We have two packets, um Packet 1 and Packet 2, they’re identical except for the difference of using the Edinburgh Postnatal Depression screening and the patient health questionnaire or the PHQ-9. Uh we have these two versions because many of our systems have been using the EPDS for a prepartum and perinatal screener and a postpartum screener.
Sometimes because this screen was validated in Scotland, uh it doesn’t translate as well for women using American English. Uh and can get a little confusing. And so we also recommend using the packet two with the PHQ-9 version.
But if your system is uh has the EPDS as a part of their protocol, we did provide the packet one for you as well.
What’s really exciting is when you go to this website, you can see many different tabs here, and you’re able to um print off and look at the entire toolkit at one time, but if there are different pieces as you familiarize yourself with this toolkit that you would like to use, you can go directly to that patient packet one or patient packet two or some of the clinical guidance or the um patient-facing resources.
And here’s an overview of our screening tools. We have um we’ve not only included the packet of Packet one and Packet two, the patient-facing screeners, but also a resource that I think will be very helpful to you, and what these score cutoffs mean and what to do next.
So we’ll look a little bit more closely at those in the next slide.
This slide shows you for the EPDS and the PHQ-9 and the GAD 7, if women are falling in these different categories, what would we would recommend as next steps.
So if they’re scoring mild, we would recommend some watchful waiting, psychoeducation, um rescreening in a certain amount of time, uh when we’re looking at moderate or possible depression, we’re wanting to um really say, here are some things that you can be doing, some self-care plans, um and make sure we rescreen and give some psychoeducation about what might come next if things get worse or if they get better.
and then so on and so on.
So if we’re moderate, um, what do we do next?
How do we help support a woman who is trying to weigh uh what our options are in treatment when we have moderate or severe depression or anxiety symptoms, and we want you uh at all times, anytime you have a question, to call Perry pan. We’re here for you, and when you call and say the the woman I was seeing right now, scored in this uh you know, scored a 12 or scored a 22 on the PHQ, it really helps us guide you on those next steps.
We also have other scores for uh the MDQ, which is a mania screening, um, and the and PTSD scale.
So these may not be scales that you use every single visit, uh but we do recommend the MDQ being given at one point during pregnancy, especially before an SSRI is started.
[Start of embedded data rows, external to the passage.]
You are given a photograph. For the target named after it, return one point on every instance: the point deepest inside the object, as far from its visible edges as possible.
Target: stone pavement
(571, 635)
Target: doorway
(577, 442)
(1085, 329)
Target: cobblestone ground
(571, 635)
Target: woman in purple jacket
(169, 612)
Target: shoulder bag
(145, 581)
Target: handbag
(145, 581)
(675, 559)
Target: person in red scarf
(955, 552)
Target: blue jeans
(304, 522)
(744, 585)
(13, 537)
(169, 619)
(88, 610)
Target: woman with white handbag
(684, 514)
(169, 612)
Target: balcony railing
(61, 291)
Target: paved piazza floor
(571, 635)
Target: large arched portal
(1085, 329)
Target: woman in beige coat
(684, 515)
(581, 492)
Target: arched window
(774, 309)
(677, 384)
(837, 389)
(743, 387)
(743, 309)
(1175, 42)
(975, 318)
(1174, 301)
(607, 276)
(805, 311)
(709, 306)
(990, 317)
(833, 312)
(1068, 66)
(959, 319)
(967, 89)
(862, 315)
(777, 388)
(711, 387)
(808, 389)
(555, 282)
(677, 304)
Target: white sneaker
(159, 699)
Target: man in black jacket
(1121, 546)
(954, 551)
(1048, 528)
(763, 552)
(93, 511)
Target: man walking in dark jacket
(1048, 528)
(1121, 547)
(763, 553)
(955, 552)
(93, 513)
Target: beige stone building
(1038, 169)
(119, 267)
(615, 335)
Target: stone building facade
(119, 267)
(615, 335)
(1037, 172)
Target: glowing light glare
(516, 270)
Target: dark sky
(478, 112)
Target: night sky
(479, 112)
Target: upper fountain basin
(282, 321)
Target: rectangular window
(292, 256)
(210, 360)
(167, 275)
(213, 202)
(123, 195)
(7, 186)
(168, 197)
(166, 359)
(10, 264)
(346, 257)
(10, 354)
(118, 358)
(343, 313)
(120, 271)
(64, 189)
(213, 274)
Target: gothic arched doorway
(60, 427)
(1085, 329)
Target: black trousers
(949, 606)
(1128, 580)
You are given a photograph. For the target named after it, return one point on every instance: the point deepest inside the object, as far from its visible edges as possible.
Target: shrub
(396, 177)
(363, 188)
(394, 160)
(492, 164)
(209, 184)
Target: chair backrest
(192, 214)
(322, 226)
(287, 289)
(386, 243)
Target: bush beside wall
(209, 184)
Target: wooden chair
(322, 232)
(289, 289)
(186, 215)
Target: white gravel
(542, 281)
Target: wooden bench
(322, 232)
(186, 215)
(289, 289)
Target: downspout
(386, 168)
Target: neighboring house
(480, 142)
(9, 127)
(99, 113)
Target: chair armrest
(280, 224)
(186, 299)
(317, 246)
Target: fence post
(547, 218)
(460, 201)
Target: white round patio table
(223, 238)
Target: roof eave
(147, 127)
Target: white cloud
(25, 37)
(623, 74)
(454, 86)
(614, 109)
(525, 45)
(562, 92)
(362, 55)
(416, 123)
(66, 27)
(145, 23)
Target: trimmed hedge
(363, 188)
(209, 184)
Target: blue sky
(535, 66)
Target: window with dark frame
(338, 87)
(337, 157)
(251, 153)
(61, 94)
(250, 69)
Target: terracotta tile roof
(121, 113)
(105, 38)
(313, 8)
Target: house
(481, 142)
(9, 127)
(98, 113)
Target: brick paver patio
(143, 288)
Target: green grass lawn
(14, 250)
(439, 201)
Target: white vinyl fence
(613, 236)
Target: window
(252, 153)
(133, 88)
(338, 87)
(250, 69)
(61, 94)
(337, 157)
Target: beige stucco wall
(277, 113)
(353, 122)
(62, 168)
Um, and then the PTSD scale as a screener as well to really understand if a woman has suffered trauma and is having those symptoms now.
Another tool in this toolkit is um our psychoeducational resources, and these are really patient-facing.
Um, there’s a self-care plan that we think is a good idea for every single mom or mama to be uh about you know, how to take care of yourself in this transition in life.
There’s also an action plan for mood changes during pregnancy or after giving birth.
So a way to provide education to mom, if this happens, if you’re feeling this, then this is what we would recommend next.
And so if moms at home feeling worried about how she’s feeling, she might uh she has a little bit more guidance in when to call, when to follow up, what are some things she can do uh that are proactive to help her mood and anxiety during this difficult time.